‘Wie liet die scheet?’
‘Ik ben de groene Ninja.’
‘Nee dat ben ik al, jij kan de rode Ninja wel zijn.’
Op de achterbank van de auto zitten Bastiaan zijn drie beste vriendjes. De jarige zit naast me en is druk bezig met het opzoeken van een goede radiozender. We zijn op weg naar het zwembad om Bastiaan zijn achtste verjaardag te vieren. De auto met de ‘meiden’ rijdt voor ons als de mannen een nieuw onderwerp in de vorm van superkrachten aansnijden.
‘Ik kan denk ik wel 100 keer het hele universum optillen.’
‘Ik wel een miljoen keer!’
‘Wie liet er nu weer een scheet?’
Na het zwemmen heb ik de meidenauto. Ondanks dat ze moe zijn van meer dan twee uur zwemmen is de felheid er nog niet af.
‘Jij volgt alleen maar knappe mensen op musical.ly.’

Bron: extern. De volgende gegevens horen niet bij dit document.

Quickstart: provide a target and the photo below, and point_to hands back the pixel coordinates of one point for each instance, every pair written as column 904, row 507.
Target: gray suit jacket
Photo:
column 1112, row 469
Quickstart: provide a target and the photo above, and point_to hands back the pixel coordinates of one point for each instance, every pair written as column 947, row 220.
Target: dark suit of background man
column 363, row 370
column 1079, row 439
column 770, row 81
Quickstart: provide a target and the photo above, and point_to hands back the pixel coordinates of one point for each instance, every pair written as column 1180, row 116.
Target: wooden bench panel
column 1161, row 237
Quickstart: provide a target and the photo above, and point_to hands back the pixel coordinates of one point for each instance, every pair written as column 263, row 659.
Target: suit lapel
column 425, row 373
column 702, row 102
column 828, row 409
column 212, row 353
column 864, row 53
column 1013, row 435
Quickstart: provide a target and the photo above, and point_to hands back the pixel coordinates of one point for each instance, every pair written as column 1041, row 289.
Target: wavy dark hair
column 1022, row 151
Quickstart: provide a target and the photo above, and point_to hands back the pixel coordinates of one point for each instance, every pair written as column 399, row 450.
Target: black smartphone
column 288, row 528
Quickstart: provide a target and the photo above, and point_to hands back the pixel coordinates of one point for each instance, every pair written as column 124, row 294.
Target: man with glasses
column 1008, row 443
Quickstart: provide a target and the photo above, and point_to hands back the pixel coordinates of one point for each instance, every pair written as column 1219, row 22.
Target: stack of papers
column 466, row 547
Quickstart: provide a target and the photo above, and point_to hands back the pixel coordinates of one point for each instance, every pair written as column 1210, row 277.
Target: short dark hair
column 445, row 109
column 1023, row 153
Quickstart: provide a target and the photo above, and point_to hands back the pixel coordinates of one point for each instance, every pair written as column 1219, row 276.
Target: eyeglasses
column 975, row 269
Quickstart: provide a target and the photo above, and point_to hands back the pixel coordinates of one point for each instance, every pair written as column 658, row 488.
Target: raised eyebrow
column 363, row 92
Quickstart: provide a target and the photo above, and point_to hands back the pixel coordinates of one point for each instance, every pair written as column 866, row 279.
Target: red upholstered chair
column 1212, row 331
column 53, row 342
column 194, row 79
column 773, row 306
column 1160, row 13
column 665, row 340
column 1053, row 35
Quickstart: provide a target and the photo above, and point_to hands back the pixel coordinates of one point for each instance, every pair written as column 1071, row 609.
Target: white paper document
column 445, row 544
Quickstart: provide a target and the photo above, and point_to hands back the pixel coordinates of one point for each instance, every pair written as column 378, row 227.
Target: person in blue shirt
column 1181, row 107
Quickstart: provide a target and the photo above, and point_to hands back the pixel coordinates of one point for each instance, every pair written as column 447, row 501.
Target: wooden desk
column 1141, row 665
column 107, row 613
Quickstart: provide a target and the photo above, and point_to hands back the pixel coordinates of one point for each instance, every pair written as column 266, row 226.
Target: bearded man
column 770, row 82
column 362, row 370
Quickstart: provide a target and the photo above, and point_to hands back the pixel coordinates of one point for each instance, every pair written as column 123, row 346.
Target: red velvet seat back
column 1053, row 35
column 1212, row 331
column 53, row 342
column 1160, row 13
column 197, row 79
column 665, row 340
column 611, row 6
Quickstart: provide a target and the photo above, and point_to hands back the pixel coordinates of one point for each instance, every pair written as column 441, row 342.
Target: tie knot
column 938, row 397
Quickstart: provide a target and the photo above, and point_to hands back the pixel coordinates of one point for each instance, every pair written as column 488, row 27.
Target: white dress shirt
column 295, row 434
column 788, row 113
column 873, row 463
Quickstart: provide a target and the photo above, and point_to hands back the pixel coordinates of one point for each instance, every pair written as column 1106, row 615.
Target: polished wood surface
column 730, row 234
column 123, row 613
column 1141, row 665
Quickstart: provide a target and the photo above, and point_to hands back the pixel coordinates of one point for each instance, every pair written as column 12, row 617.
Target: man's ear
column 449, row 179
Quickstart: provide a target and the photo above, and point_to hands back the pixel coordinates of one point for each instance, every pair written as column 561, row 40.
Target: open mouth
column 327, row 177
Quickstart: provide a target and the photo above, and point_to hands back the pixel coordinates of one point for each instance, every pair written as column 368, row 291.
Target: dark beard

‘Jij kent musical.ly alleen maar door mij.’
‘Zij is misschien niet zo knap van buiten maar wel van binnen.’
‘Ik ga een shop-feestje voor mijn verjaardag geven.’
‘Ik wou dat ik mijn iPad bij me had.’
‘Jij zit alleen maar op je iPad en als je bij komt spelen vraag je altijd eerst wat we gaan doen.’
Ik had te doen met de arme jongens in de auto achter me. Er zat nu al een wereld van verschil tussen hen en de meiden. Niet eens een hele wereld maar een heel universum. Eentje die de jongens zelfs met zijn vijven nooit opgetild krijgen. Superkrachten of niet.